Theis article appeared in the October 2010 issue of the Newsletter of the Texas Wendish Heritage Society of Serbin, Texas. (www.texaswendish.org)
Accounts of Wendish migration to Texas refer to two Wendish groups that preceded the landing of the Ben Nevis in 1854. The first group included the Seydler and Helas families that migrated in 1849 and five years later provided shelter for many of the Ben Nevis passengers. The other group migrated in 1853 and sent back rosy letters to loved ones in Prussia praising the conditions in Texas. But now, thanks to the efforts of Howard Mitschke, we have a record of seven more Wends who preceded the Ben Nevis. They originated from Kaschel, in Saxony, and sailed on the Oceanus, which departed from Bremen on August 22, 1852, and arrived at Galveston on October 24, 1852. Six were part of the Mitschke family and included the following:
Matthias Mitschke gen. Krautz (2 Dec l 817)
Maria Kubitz (25 Aug 1817) Children:
Johann (30 Dec 1841)
Mattheus (Sept 1843)
Christoph (28 Dec 1846)
Andreas (4 Nov 1849)
We do not have any evidence that the Mitschke family either wrote letters to Europe or sheltered any passengers from the Ben Nevis when they arrived. Two more children, Ernst (1853) and Carl August (1859) were born in Texas. After living in the Industry-New Ulm area, they moved to Serbin.

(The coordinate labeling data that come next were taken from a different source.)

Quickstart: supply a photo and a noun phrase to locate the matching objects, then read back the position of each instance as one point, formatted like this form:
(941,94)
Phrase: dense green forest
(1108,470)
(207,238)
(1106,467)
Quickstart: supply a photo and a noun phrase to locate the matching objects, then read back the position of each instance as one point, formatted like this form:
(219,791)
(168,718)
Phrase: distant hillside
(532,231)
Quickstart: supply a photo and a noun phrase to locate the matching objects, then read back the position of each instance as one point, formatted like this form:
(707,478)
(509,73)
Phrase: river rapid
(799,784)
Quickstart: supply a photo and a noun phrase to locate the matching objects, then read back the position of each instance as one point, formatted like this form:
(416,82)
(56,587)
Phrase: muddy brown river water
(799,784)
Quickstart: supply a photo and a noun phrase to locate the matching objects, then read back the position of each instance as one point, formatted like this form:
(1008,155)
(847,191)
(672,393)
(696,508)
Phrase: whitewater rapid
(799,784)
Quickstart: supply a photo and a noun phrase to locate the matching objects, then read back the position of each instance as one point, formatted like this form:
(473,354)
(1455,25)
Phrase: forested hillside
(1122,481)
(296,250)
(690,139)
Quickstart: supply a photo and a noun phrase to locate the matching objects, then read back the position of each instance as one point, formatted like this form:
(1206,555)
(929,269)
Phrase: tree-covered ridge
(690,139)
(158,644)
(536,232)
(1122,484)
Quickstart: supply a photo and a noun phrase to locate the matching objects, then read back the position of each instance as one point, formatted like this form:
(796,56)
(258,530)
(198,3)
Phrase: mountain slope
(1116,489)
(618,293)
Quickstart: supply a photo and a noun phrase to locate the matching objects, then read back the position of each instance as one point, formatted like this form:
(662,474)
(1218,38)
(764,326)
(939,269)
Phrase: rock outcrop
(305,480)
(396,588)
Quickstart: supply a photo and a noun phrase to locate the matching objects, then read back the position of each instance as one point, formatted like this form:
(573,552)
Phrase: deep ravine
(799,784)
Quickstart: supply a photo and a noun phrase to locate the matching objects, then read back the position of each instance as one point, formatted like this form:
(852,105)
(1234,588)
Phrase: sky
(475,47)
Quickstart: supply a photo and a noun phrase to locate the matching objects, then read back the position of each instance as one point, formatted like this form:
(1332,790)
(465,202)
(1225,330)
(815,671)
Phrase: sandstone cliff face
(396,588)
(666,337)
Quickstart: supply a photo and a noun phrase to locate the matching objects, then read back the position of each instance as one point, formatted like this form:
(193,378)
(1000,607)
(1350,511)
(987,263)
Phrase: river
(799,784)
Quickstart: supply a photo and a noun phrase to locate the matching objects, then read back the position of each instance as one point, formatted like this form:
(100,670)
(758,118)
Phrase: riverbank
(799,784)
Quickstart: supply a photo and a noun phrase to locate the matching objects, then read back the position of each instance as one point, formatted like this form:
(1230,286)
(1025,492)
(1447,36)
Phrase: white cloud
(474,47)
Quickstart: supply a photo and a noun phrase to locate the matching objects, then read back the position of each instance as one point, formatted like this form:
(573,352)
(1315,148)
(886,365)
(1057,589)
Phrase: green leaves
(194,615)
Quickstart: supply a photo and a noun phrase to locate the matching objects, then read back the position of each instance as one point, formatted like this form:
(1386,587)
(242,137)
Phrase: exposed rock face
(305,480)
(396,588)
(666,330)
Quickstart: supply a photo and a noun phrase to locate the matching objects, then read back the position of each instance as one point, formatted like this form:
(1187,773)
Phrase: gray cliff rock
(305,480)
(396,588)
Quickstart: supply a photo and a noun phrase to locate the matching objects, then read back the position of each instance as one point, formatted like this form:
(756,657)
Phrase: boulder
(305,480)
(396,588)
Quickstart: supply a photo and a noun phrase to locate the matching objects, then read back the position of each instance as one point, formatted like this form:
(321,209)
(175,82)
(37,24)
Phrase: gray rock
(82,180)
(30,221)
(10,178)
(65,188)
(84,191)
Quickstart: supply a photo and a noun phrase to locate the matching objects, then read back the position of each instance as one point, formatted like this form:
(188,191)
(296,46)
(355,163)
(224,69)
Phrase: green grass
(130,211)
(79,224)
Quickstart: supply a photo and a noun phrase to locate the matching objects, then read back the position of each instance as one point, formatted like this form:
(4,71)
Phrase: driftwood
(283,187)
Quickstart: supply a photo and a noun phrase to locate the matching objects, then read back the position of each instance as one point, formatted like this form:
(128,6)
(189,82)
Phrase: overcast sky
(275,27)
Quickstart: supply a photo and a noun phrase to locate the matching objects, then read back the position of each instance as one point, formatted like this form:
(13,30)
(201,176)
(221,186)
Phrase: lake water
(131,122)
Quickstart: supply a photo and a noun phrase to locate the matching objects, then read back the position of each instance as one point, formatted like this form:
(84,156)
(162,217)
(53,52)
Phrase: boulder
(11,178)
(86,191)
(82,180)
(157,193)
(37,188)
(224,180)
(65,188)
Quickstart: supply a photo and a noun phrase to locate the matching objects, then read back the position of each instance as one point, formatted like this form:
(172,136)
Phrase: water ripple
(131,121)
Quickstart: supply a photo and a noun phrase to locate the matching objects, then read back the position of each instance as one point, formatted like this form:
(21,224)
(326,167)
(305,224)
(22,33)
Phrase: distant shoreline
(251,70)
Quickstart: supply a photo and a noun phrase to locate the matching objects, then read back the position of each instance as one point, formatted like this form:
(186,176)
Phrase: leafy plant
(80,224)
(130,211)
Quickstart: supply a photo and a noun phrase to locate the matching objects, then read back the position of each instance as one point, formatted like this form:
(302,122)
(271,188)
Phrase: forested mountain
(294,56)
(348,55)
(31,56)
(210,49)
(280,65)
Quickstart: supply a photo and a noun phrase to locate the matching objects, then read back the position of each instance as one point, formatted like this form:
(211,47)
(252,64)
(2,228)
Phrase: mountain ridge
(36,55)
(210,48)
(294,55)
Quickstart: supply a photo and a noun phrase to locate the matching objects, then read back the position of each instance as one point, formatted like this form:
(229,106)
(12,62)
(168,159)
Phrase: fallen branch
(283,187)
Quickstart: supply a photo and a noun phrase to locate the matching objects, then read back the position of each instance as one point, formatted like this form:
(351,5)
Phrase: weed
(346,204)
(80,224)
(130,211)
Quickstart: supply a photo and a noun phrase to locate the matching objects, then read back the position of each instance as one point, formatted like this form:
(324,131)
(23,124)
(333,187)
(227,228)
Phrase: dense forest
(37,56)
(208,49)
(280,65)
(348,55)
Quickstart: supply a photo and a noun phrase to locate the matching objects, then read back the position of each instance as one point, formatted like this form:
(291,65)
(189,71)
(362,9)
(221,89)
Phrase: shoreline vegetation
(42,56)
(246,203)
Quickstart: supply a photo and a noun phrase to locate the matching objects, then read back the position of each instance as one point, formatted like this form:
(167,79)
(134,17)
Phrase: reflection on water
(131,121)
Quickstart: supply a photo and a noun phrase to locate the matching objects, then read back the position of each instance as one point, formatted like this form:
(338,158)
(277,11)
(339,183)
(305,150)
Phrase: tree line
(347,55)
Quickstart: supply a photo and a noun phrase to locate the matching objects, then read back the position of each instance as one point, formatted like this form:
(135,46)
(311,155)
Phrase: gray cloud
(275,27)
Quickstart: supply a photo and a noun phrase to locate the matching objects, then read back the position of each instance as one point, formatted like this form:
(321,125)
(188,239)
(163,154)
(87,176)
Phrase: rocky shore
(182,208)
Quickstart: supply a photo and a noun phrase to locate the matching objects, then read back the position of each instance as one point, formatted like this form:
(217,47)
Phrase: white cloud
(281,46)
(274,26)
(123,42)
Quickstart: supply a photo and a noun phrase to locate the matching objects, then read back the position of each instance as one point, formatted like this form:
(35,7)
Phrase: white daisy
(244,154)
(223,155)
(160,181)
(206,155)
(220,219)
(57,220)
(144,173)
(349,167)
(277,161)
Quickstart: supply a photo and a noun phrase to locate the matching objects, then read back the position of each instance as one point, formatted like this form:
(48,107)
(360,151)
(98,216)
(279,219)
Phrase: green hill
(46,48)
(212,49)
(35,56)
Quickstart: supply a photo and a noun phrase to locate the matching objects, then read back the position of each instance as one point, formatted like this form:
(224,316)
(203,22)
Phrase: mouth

Listed next to the Mitschke family on the passenger list was a fellow Wend, George Sonsel. As with the Mitschke family, we cannot document any association with the newly arrived Ben Nevis passengers, but there is some circumstantial evidence that there was an association. Number 110 on the 1854 passenger list is Hanna Sonsel, a widow, and five children, one named Carl August. Is it possible that George Sonsel was her husband and migrated first in order to establish a home? If Hanna Sonsel is listed as a widow, did George Sonsel die in Texas before his wife boarded the ship? The 1870 census for Colorado County, however, lists a George Suncel, age 72, and living with his son, August. If George Suncel is the same person as George Sonsel, then the person who compiled the list of 1854 immigrants did not know Mrs. Sonsel well and incorrectly assumed that a single woman with children would have been a widow. We know that Pastor Kilian did not compile the list of people who traveled on the Ben Nevis and he, most likely, knew the family. Evidence of his familiarity with the Sonsels is a Kilian letter reporting that Mrs. Sonsel died of typhoid fever at New Ulm on March 15, 1856.